Yair Lapid forms coalition government in Israel, ending Netanyahu era

The agreement marks the first time an Arab party will become part of Israel's government.
FILED - 06 May 2021, Israel, Tel Aviv: Leader of the Yesh Atid opposition centrist political party Yair Lapid holds a press conference. Lapid formed a coalition government with the help of the small Arab party Ra'am shortly before a midnight deadline, concluding the era of long-time Prime Minister Benjamin Netanyahu. Photo: Ilia Yefimovich/dpa
Leader of the Yesh Atid opposition centrist political party Yair Lapid holds a press conference. Photo: Ilia Yefimovich/dpa.

Yair Lapid, chairman of the Yesh Atid party, formed a coalition government with the help of the small Arab party Ra'am shortly before a midnight deadline, concluding the era of long-time Prime Minister Benjamin Netanyahu.

Lapid informed President Reuven Rivlin that he had succeeded in forming a government on Wednesday.

"I pledge that this government will serve all citizens of Israel," Lapid wrote on Twitter late Wednesday, adding that this applied to "those who voted for it and those who didn't."

He said the new government will "respect its opponents and do everything possible to unite and connect all parts of Israeli society."

The agreement marks the first time an Arab party will become part of Israel's government.

The eight Knesset factions which will form the coalition are Yesh Atid (Future), the centrist Blue and White, the secular Yisrael Beiteinu party, the Labour Party, the ultra-right Yamina (Rightwards) party, right-leaning New Hope, the left-liberal Meretz Party and Ra'am, he said.

The agreement came shortly before Lapid's 28-day mandate to forge a working majority was due to end

Coming more than two months after Israel's latest elections, it followed high-pressure efforts to bring together the eight parties, some of them far apart on the political spectrum.

Heated disagreements

There were heated disagreements among the coalition partners right up to the last minute, with negotiations continuing until shortly before the deadline.

The new government is expected to be sworn in on June 14, although Lapid also told Rivlin he hoped to bring the government to the approval of the Knesset as soon as possible.

Lapid asked the Knesset speaker to call a special session of the plenary as soon as possible so he could officially inform the parliament.

Lapid, until now opposition leader, needs the support of a simple majority of the 120 lawmakers in the Knesset.

Yamina head Naftali Bennett and Lapid agreed to rotate the role of prime minister, with Bennett taking on the post for the first two years, before he is replaced by Lapid on 27 August 2023.

Lapid would begin in the role of foreign minister.

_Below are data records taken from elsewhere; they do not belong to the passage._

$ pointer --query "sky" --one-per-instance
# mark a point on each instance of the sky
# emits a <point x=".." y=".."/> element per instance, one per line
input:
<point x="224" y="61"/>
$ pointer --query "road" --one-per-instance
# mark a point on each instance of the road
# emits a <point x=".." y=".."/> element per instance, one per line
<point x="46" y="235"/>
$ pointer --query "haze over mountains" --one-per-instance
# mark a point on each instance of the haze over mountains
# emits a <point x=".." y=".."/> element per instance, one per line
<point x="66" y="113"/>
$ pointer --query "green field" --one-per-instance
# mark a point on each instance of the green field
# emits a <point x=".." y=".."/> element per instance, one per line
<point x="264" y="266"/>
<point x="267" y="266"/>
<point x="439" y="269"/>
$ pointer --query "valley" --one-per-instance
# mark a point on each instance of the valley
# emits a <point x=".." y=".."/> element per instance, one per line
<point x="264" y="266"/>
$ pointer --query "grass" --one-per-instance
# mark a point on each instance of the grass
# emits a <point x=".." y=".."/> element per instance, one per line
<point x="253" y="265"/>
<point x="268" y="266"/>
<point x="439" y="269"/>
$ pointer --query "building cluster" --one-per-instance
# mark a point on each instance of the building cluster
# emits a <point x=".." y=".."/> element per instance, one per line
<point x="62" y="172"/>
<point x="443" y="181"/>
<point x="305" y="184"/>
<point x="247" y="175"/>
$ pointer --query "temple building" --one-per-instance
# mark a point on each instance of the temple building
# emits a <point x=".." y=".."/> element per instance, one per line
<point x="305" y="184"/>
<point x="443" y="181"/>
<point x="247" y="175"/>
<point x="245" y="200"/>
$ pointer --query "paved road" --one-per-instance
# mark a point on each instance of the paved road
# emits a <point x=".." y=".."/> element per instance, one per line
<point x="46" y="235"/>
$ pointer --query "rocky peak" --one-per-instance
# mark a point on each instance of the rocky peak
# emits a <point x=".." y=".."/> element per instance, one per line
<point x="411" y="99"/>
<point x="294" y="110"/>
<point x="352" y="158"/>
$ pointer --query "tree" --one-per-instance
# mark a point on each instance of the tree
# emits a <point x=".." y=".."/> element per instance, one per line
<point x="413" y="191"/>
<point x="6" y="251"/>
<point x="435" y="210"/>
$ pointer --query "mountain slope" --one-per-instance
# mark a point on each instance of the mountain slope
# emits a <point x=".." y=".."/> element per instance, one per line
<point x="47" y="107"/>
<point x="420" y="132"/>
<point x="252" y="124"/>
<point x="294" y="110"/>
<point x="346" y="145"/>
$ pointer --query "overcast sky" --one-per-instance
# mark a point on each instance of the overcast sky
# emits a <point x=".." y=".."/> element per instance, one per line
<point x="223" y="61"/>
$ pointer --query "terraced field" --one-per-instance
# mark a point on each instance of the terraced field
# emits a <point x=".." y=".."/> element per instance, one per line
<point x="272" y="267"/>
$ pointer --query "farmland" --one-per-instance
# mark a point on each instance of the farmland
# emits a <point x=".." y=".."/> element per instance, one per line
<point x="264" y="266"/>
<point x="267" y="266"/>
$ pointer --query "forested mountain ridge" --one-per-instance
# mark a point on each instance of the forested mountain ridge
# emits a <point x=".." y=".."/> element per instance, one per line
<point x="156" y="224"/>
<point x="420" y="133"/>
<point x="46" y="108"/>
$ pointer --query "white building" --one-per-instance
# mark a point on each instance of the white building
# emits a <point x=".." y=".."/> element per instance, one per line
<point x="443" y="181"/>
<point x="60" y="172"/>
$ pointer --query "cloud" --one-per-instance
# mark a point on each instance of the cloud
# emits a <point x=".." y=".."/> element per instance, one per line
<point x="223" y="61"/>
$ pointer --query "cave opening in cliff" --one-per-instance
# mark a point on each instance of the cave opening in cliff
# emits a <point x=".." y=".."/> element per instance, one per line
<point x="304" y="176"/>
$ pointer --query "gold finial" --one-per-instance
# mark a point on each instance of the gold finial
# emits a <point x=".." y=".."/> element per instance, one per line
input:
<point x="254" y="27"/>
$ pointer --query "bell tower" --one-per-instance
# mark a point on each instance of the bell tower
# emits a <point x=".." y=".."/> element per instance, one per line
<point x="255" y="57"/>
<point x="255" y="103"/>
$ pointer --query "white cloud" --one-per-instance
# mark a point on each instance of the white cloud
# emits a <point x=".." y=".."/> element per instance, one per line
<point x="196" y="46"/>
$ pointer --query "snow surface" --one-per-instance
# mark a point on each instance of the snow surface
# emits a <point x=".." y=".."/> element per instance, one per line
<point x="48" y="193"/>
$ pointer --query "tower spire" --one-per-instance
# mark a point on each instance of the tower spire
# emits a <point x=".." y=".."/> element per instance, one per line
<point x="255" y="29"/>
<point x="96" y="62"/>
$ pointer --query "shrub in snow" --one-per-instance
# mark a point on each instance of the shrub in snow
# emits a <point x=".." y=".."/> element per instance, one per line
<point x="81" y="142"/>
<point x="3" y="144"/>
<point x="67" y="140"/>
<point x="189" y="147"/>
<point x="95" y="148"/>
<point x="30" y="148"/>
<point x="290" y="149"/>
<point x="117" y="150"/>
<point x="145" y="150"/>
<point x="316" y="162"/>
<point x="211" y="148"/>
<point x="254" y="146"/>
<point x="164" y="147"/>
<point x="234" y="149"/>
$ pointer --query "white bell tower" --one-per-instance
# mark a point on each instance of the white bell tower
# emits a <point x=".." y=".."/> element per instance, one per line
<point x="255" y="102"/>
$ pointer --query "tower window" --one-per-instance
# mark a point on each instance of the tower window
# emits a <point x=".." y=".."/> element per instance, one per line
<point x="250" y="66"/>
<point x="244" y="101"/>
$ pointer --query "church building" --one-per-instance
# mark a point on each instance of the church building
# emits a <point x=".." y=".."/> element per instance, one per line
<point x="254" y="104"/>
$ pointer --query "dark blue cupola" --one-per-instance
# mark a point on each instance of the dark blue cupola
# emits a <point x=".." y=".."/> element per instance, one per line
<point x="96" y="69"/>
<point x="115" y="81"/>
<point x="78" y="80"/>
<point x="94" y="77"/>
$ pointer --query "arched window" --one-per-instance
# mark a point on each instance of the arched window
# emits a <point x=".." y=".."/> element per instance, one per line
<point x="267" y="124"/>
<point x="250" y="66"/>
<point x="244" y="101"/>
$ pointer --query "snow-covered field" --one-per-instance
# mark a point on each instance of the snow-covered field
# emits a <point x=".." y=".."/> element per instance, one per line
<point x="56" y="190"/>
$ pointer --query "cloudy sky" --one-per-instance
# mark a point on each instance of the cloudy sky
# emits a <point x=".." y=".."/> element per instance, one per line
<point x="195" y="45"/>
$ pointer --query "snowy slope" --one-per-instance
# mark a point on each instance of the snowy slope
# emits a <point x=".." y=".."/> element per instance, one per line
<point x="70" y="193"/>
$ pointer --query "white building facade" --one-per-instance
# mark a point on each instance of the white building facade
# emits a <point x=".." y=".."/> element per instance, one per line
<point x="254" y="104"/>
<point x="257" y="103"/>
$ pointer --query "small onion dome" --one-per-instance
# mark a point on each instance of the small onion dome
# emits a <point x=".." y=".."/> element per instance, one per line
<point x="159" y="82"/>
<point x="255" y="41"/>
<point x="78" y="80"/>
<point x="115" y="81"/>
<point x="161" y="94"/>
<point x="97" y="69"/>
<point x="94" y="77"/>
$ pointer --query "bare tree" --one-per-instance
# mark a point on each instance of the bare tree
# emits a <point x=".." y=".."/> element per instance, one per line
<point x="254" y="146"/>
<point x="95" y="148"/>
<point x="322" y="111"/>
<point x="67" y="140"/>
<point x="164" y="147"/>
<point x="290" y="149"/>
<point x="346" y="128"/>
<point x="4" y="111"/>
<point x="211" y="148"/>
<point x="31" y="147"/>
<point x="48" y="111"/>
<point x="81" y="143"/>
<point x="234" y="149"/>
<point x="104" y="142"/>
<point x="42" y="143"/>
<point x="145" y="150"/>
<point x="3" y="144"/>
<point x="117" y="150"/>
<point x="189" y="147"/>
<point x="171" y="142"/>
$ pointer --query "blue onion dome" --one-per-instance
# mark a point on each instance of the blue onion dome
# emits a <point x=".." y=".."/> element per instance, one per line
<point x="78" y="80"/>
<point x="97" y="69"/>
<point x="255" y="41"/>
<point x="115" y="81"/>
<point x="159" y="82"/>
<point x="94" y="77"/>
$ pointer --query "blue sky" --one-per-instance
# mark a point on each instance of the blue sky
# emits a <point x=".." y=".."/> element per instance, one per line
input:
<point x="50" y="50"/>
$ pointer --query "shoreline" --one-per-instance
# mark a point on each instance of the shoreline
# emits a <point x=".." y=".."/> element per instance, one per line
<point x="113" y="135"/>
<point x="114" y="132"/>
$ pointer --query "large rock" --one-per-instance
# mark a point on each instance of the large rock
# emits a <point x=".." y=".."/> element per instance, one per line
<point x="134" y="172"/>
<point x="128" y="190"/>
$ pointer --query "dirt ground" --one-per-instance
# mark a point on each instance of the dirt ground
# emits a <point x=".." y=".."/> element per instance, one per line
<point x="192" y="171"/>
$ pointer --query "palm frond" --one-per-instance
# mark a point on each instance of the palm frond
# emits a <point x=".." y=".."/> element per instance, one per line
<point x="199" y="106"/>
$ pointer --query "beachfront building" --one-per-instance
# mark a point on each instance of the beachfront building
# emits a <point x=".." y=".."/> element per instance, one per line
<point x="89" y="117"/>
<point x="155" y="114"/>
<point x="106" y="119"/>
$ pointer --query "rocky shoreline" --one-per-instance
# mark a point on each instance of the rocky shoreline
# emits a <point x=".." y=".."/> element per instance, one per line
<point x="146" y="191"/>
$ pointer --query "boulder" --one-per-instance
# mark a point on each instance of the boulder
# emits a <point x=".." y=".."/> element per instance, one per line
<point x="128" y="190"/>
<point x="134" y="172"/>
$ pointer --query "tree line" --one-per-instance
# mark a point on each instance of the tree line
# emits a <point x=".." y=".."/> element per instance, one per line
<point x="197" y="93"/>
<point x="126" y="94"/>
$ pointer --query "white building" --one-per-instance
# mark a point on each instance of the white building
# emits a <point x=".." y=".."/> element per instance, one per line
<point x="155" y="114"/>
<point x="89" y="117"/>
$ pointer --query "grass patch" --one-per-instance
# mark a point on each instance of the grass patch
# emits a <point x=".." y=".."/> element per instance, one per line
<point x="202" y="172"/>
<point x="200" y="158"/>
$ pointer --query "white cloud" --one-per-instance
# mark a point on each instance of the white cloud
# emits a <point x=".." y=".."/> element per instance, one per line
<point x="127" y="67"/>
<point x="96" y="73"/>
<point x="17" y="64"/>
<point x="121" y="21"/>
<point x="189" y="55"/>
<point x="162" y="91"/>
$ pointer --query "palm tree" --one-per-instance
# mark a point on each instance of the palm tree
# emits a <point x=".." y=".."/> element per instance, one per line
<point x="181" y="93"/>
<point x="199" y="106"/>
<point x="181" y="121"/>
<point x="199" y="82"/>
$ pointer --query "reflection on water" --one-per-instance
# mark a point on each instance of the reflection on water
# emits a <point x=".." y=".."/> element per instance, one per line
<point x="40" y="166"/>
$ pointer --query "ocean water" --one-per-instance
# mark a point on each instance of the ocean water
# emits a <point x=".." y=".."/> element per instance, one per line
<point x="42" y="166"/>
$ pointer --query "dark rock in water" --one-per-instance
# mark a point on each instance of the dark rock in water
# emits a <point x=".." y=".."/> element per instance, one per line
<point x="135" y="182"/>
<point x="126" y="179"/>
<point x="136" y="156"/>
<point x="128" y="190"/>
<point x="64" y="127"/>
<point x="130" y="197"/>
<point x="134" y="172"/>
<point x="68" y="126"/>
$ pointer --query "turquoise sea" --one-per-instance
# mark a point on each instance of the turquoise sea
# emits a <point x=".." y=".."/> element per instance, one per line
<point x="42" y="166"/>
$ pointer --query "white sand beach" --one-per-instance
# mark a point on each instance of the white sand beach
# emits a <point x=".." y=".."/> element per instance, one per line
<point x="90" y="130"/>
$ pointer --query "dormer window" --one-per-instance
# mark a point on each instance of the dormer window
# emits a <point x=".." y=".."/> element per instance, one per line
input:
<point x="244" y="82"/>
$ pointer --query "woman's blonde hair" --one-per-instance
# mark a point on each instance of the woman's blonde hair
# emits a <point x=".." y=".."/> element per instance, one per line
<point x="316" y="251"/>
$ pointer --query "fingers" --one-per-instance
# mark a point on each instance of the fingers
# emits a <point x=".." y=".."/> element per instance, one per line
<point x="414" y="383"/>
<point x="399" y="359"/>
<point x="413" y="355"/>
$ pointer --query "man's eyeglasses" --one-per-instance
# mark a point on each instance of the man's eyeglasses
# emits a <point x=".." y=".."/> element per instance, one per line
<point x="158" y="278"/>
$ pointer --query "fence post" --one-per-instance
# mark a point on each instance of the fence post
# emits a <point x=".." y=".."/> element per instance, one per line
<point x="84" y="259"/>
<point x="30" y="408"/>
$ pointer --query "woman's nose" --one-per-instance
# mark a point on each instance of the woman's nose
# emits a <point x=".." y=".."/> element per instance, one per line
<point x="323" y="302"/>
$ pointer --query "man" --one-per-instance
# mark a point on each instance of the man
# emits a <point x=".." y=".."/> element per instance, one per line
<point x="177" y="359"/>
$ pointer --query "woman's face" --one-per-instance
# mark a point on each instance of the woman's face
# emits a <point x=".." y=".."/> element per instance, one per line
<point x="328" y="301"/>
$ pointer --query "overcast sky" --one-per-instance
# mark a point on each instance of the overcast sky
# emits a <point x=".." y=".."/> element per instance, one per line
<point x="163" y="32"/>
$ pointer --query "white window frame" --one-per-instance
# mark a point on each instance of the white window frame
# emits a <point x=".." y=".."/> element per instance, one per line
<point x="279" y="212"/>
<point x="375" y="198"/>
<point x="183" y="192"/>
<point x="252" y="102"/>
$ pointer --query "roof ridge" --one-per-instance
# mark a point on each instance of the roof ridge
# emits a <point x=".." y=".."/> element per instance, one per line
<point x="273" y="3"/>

Lapid's party, in the political centre, was the second strongest force in the March election after Netanyahu's right-wing conservative Likud.

Lapid entered politics after a career as a television host, and served as finance minister in a previous Netanyahu government.

Bennett became a millionaire through an internet start-up.

Netanyahu

Netanyahu has led the country since 2009, and had already served as prime minister from 1996 to 1999, making him Israel's longest-serving head of government.

The small parties united under Lapid's Yesh Atid were primarily united by their rejection of Netanyahu, who is the subject of a corruption trial.

Otherwise they have divergent political goals.

Bennett's pro-settler Yamina differs widely from other coalition partners such as Meretz, the Labour Party and Ra'am, which support the establishment of an independent Palestinian state. These differences could complicate the coalition's work.

Labour party leader Merav Michaeli said joining the alliance was a difficult decision. "We still have a long way to go," she said, but added that "tonight we are making a new beginning."

In early May, 56 lawmakers voted that Lapid should form a government, after Netanyahu had previously failed to do so.

The formation follows an extended political crisis, with four elections held in two years, each failing to produce a clear majority.

Israel's parliament also elected Isaac Herzog as the country's new president on Wednesday. The secular politician and former leader of the Labour Party will take on the largely ceremonial role on 9 July.